Our Father, who art in heaven, hallowed be thy Name. Thy kingdom come. THY WILL BE DONE, on earth as it is in heaven. Give us this day our daily bread. And FORGIVE US OUR TRESPASSES, as we forgive those who trespass against us. And lead us not into temptation, but DELIVER US FROM EVIL.
For Thine is the kingdom and the power and the glory, forever and ever. Amen
Meet the Old Testament heroine Judith, and her ASSAULT WEAPON, which believe you me, she knew exactly how to use. She’s so awesome she got her very own book of the Bible. Never heard of it? Oh yeah. That’s right. The book of Judith is one of the books that Herr Psychopath (Luther) decided to tear out of the Bible. But Judith is all over the place in Christian theology, liturgy and art. She is one of the most popular subjects in Christian art. Everyone who was anyone painted or sculpted Judith back in the day.
The book of Judith is all about how the beautiful and courageous widow Judith had put up with just about enough of the invading Assyrians, and was thoroughly disgusted with the “roll over and take it” attitude of her fellow Israelites.
IS THIS SOUNDING THE LEAST BIT FAMILIAR???
So, she ingratiated herself to the Assyrian general Holofernes, and then one night, when he was passed out drunk, she crept into his tent and sawed his head off. When the Israelite men saw the severed head of Holofernes, they rallied and attacked the then-leaderless Assyrians who promptly dispersed, and thus Israel survived.

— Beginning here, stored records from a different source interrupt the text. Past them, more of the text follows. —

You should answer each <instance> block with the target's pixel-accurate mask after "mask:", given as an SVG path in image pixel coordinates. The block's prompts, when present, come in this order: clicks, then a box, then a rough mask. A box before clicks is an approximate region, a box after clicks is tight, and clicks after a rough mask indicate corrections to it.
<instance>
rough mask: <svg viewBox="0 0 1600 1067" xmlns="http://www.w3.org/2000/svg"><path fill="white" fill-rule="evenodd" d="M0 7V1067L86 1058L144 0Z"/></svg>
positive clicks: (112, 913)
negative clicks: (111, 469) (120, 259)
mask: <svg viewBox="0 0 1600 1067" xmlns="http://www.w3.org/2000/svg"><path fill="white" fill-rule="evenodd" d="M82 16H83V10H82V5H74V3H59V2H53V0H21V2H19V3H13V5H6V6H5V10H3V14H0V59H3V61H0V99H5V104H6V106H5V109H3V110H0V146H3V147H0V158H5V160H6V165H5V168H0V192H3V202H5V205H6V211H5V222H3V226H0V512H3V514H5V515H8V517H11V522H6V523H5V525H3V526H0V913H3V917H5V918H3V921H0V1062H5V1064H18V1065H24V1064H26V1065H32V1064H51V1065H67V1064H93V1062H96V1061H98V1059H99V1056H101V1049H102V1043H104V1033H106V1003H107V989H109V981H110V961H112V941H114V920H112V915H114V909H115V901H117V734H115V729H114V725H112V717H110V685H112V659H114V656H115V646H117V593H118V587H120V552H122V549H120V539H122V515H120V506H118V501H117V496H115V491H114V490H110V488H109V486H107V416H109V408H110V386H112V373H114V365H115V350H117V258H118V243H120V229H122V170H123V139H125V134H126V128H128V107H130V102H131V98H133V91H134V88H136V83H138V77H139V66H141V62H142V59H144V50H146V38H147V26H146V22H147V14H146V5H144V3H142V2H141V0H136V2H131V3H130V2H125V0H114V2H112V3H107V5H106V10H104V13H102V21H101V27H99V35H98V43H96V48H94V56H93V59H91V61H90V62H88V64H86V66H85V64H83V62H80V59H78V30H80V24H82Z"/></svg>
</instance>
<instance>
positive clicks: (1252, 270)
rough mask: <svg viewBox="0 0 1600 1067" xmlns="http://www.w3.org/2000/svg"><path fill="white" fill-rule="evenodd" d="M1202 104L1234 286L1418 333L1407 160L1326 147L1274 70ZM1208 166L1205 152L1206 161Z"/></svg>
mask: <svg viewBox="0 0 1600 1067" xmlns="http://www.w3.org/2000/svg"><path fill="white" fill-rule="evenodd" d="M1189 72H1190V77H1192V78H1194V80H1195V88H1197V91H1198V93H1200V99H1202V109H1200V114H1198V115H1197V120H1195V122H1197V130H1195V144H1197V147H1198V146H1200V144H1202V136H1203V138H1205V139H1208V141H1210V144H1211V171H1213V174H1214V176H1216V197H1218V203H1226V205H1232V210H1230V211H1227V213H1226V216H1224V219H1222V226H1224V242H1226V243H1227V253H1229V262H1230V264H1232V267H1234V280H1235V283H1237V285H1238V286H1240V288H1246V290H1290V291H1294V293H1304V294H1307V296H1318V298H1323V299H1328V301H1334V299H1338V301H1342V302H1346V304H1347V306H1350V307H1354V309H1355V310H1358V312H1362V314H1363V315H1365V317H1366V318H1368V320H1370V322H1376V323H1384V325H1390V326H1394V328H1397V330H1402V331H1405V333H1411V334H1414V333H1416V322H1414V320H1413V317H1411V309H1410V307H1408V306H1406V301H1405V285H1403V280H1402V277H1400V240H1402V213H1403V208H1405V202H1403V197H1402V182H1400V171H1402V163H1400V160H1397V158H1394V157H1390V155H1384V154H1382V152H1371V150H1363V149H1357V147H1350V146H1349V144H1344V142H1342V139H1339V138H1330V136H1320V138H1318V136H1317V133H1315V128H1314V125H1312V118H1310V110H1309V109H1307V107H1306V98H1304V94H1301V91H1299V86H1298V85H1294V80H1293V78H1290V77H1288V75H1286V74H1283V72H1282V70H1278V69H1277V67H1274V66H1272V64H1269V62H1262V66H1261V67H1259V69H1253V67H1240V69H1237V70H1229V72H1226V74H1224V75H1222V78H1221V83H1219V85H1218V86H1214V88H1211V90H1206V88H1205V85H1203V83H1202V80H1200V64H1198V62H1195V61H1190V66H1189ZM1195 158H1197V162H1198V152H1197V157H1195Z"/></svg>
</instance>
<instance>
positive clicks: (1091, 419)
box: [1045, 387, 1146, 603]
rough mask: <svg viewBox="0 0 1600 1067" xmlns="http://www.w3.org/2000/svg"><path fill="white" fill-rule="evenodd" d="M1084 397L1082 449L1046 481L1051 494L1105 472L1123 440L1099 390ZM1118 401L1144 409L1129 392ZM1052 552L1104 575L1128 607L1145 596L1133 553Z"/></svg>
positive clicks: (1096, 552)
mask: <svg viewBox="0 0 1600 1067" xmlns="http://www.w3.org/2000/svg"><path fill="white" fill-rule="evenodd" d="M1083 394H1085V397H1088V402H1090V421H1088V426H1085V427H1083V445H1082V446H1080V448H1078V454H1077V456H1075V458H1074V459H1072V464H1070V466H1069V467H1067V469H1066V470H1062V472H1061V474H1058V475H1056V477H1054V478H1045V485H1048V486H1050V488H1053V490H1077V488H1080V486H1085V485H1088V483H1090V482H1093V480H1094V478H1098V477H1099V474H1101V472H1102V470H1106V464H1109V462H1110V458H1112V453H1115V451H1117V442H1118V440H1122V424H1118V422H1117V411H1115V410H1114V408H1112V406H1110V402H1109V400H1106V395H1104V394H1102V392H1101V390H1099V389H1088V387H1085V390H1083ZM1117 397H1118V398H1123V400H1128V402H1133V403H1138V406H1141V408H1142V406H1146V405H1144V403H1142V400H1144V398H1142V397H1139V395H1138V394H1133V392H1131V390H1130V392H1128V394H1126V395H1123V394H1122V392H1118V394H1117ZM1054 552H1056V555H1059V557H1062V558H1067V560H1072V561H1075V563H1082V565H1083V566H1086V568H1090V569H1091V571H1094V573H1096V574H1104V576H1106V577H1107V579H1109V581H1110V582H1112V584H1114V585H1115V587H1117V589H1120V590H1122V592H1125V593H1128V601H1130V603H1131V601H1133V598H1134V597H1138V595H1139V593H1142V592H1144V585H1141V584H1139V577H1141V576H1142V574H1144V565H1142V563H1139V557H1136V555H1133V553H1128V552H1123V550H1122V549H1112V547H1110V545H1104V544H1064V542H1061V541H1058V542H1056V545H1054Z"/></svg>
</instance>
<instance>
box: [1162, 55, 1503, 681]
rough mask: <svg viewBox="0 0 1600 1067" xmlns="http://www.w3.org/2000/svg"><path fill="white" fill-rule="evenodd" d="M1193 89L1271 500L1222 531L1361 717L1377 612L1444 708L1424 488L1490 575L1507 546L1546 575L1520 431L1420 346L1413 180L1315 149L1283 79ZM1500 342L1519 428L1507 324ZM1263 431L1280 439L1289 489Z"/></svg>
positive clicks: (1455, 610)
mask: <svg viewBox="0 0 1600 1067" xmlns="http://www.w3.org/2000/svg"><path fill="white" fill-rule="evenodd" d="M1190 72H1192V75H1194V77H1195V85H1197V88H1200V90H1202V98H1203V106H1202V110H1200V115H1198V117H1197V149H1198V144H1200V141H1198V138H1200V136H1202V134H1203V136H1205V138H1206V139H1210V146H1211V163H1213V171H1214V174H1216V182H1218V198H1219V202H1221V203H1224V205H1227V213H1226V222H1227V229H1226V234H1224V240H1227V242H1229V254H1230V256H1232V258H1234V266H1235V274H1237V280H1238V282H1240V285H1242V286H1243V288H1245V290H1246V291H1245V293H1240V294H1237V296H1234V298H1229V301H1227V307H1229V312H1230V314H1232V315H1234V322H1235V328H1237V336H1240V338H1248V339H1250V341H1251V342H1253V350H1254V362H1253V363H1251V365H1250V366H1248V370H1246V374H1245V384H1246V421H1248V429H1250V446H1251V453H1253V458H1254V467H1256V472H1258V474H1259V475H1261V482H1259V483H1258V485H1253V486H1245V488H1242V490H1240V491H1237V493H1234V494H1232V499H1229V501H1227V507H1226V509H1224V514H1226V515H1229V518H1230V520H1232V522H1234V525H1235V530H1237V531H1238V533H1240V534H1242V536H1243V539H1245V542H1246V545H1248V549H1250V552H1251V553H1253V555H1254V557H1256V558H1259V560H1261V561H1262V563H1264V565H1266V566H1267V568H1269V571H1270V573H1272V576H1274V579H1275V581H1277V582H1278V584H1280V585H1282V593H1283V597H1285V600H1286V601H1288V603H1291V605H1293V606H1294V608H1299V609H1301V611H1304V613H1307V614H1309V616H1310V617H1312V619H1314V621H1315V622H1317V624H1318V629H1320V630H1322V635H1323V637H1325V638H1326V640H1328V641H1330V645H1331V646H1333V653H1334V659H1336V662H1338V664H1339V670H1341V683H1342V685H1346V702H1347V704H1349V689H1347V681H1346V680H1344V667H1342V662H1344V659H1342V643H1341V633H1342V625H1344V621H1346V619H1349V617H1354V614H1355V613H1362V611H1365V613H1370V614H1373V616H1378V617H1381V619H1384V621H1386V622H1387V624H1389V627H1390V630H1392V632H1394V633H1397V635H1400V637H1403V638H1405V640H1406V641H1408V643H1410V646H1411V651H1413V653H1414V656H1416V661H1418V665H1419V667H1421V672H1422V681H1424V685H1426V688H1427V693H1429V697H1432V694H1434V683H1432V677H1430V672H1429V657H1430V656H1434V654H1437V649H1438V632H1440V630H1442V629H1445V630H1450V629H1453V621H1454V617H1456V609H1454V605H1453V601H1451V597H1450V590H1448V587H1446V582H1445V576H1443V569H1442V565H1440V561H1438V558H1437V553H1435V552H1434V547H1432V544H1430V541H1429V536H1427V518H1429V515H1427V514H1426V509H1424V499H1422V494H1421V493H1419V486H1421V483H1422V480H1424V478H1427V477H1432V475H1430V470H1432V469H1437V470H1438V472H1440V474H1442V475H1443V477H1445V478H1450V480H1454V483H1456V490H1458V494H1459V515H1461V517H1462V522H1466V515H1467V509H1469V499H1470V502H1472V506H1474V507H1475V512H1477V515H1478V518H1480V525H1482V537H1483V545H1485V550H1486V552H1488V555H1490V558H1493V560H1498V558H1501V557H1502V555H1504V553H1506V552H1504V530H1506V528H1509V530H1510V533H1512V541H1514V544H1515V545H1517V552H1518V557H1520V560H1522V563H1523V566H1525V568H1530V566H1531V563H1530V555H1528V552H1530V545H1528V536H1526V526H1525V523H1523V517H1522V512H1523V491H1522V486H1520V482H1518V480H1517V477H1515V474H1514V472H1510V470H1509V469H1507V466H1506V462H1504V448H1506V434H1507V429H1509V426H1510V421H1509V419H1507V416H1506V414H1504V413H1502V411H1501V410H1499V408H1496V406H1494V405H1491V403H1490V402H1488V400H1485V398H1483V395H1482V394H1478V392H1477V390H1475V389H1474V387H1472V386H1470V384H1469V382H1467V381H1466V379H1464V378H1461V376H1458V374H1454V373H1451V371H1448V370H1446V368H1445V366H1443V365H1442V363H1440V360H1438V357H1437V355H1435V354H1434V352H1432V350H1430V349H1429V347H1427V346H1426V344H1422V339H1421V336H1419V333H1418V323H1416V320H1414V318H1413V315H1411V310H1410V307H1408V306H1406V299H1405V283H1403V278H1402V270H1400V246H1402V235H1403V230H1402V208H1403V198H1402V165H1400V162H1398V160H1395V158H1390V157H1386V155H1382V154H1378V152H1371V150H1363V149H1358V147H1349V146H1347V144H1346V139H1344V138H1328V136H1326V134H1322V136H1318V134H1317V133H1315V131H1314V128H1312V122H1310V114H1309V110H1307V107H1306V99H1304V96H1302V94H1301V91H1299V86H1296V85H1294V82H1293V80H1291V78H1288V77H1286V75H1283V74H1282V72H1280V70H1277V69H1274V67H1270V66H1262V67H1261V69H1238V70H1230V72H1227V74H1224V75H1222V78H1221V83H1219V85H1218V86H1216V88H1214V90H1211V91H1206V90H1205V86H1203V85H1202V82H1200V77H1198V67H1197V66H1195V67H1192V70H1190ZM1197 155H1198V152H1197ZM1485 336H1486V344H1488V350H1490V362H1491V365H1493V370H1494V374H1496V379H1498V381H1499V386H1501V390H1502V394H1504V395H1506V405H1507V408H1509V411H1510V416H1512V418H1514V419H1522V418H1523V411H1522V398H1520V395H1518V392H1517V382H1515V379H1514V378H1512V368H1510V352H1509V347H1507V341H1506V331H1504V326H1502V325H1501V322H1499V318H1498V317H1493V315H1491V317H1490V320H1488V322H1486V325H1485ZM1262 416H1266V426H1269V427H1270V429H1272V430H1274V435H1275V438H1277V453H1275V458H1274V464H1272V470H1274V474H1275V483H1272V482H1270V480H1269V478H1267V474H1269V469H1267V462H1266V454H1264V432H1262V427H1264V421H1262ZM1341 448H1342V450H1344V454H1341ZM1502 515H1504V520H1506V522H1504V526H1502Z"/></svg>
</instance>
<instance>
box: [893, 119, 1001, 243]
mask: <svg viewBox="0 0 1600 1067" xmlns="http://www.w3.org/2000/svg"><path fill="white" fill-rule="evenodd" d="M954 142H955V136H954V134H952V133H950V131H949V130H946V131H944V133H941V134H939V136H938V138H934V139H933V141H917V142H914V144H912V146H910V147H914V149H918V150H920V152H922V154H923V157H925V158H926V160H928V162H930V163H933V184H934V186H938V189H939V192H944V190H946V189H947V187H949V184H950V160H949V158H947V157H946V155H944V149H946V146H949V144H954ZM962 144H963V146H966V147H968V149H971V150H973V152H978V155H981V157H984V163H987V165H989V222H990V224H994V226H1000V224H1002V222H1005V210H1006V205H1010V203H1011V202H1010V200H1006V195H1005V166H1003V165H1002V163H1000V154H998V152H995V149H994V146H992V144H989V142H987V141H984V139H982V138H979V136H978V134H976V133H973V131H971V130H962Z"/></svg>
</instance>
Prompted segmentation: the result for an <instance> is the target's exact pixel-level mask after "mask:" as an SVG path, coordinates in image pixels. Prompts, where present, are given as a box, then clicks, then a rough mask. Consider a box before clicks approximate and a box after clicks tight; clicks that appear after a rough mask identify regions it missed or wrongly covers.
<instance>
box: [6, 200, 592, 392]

Hey, desperate times, desperate measures. If she would have had access to an AR, I am quite certain she would have preferred to have just put a round of .223 into Holofernes’ brain stem and called it good. But, there were no ARs in the seventh century before Christ, so a chick’s gotta roll up her sleeves and do what a chick’s gotta do.
ESPECIALLY WHEN ALL OF THE MEN ARE CURLED UP IN THE FETAL POSITION, PEEING ALL OVER THEMSELVES, AND SOBBING LIKE LITTLE GIRLS.